In the roller coaster domain, motion of a block over the roller coaster can be described in the same terms as the sliding problem presented in the last chapter. The shape of the roller coaster, including discontinuities, can be represented as an extended polygon boundary. Relative slope of segments of the roller coaster can also be described. State can be represented, as in de Kleer's system, as a combination of qualitative position on a particular segment of the roller coaster, and direction of motion. The only further information required to predict future motion is a representation of the external force acting on the system - gravity. In de Kleer's system, gravity is implicit in the representation, but a reasoning system acting on the PDO/EPB representation could explicitly include gravity as an influence that encourages closer proximity to the ground.
In the bouncing ball domain, it would also be necessary to include an explicit description of gravity - Forbus' representation includes gravity as an implicit direction. The PDO/EPB representation can describe a moving object with real size and shape (whereas the bouncing ball in FROB is just a point mass), and it can describe flying, sliding, and collision, just as Forbus' system does (motions like these are all discussed in the last chapter as ways of avoiding obstacles). The main advantage of this representation over the one used by Forbus is that it can describe change of qualitative state in the position of the ball without dividing space into problem-specific discrete regions. State change could be expressed in terms of changing relative proximity rather than absolute position, and this enables facilities such as describing the relative state of two bouncing balls, rather than just a single ball in a static world.
In the ``mechanism world'', other qualitative analysis systems can describe only the motion of objects which are in contact. The PDO/EPB representation can be used to describe both motion in free space, and motion of objects in contact. The advantages of describing relative position globally are again apparent here, where the state of a mechanism may be a function of many individual parts in relative motion. This representation could therefore provide a basis for more general qualitative analysis of mechanisms, but it would have to be extended to include the influence of moving objects on other objects which they are in contact with.

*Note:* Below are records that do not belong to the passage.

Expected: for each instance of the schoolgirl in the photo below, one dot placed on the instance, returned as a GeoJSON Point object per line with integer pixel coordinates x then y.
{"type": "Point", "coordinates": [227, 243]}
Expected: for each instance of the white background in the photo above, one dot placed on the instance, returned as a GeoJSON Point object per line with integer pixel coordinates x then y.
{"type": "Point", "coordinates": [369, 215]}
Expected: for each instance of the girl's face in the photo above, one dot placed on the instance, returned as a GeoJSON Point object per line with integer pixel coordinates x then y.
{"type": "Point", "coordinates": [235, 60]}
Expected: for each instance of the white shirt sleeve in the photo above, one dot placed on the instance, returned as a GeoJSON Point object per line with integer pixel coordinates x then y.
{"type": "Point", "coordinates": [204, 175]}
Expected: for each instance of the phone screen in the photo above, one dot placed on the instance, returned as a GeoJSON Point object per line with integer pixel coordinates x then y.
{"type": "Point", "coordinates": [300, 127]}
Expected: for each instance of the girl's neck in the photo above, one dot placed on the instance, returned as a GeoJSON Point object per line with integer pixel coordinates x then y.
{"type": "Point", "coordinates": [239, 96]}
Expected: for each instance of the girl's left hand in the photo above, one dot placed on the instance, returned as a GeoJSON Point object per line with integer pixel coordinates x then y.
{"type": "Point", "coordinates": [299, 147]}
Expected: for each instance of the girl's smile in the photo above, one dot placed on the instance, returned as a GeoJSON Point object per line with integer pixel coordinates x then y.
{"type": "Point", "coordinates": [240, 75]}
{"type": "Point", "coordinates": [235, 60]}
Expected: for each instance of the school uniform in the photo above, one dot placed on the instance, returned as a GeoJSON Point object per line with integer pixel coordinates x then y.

Such an extension could involve a qualitative version of the mechanics of pushing as analysed by Mason [Mas86]. The PDO/EPB representation does not provide the process description of energy transfer which is the central part of most mechanism analysis systems.
The facilities provided by the PDO/EPB representation can be used to carry out the spatial reasoning tasks associated with other qualitative reasoning systems that operate in these various spatial domains. The PDO/EPB methods do not require the use of a numeric preprocessing stage to carry out geometric analysis of possible motion and constraint, and the representation retains much of the spatial content of the scene - the scene geometry is not reduced to a discrete network.